Most kids’ movies stink. That goes double times infinity for the studio executives and filmmakers who seem to believe you must act like a kid to appeal to one. They think that by making a movie with an “I-know-you-are-but-what-am-I” first- grade mentality, first-graders will love it.

This is why we end up with movies like The Master of Disguise. The latest in a long line of stinkers before it, Master of Disguise is a shoddy, slapdash piece of regurgitated formula that carelessly races through its blink-of-an-eye running time.

The movie strives to be nothing more than mere distraction, and it barely succeeds. Zero effort seems to have gone into the writing, which – in the most unimaginative way possible – tells the story of a family who can magically disguise themselves as anyone. Though it’s admittedly just a high-concept excuse for Dana Carvey to do impressions, a few signs of life from the filmmakers would have been nice.

And yet one person seems to be trying here. Dana Carvey, who is a talented comedian ever-stranded in middling projects, struggles for laughs at every turn, and his different impressions and personas vary wildly from hilarious (the Turtle guy) to amusing (Robert Shaw from Jaws) to downright irritating (the main character, Pistachio).
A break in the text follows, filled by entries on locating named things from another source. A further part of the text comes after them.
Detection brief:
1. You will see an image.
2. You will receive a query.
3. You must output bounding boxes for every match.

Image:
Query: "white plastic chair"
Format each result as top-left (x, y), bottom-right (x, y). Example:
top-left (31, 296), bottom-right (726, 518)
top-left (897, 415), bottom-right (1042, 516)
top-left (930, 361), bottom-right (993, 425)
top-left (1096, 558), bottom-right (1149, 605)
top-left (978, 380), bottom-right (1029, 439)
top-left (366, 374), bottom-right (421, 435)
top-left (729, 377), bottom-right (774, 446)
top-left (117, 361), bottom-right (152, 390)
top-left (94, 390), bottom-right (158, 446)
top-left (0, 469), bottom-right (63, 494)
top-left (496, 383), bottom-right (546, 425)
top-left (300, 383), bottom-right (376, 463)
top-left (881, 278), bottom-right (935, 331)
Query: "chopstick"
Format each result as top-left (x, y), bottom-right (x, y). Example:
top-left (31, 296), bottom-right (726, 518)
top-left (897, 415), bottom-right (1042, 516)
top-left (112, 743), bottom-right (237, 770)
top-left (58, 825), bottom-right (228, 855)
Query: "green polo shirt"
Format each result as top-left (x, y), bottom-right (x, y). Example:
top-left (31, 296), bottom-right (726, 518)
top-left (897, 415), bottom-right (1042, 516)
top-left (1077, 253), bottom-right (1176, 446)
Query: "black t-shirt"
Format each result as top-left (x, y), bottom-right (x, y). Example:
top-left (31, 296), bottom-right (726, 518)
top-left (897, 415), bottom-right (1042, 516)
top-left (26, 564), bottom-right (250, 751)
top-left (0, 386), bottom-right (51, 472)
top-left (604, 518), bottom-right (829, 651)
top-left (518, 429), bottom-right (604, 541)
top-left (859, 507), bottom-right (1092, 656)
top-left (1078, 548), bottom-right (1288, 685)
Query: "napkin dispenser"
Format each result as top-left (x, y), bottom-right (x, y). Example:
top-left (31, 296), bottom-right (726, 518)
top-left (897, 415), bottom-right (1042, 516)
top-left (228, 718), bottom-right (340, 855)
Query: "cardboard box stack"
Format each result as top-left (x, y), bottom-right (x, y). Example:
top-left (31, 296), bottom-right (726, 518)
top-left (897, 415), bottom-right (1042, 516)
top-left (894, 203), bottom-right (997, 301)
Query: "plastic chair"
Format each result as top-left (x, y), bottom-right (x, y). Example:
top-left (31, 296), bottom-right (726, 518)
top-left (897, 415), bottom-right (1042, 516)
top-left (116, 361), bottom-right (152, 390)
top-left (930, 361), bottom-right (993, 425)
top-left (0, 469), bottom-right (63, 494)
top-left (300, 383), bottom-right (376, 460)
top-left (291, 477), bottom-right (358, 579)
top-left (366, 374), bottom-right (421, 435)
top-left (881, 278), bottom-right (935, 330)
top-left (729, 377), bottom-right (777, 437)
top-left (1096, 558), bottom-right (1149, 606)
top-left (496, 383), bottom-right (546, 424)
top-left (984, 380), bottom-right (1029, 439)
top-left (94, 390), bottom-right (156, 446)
The fact that some of the impressions reference adult movies from the ’70s, though, like Scarface and Jaws, does make Master of Disguise a bit of an anomaly in the world of children’s movies. Instead of pandering to only kids or managing to entertain all ages, Master of Disguise systematically flip-flops back and forth, at one moment lampooning a classic film, and in the next moment putting cow poop on Dana Carvey’s head.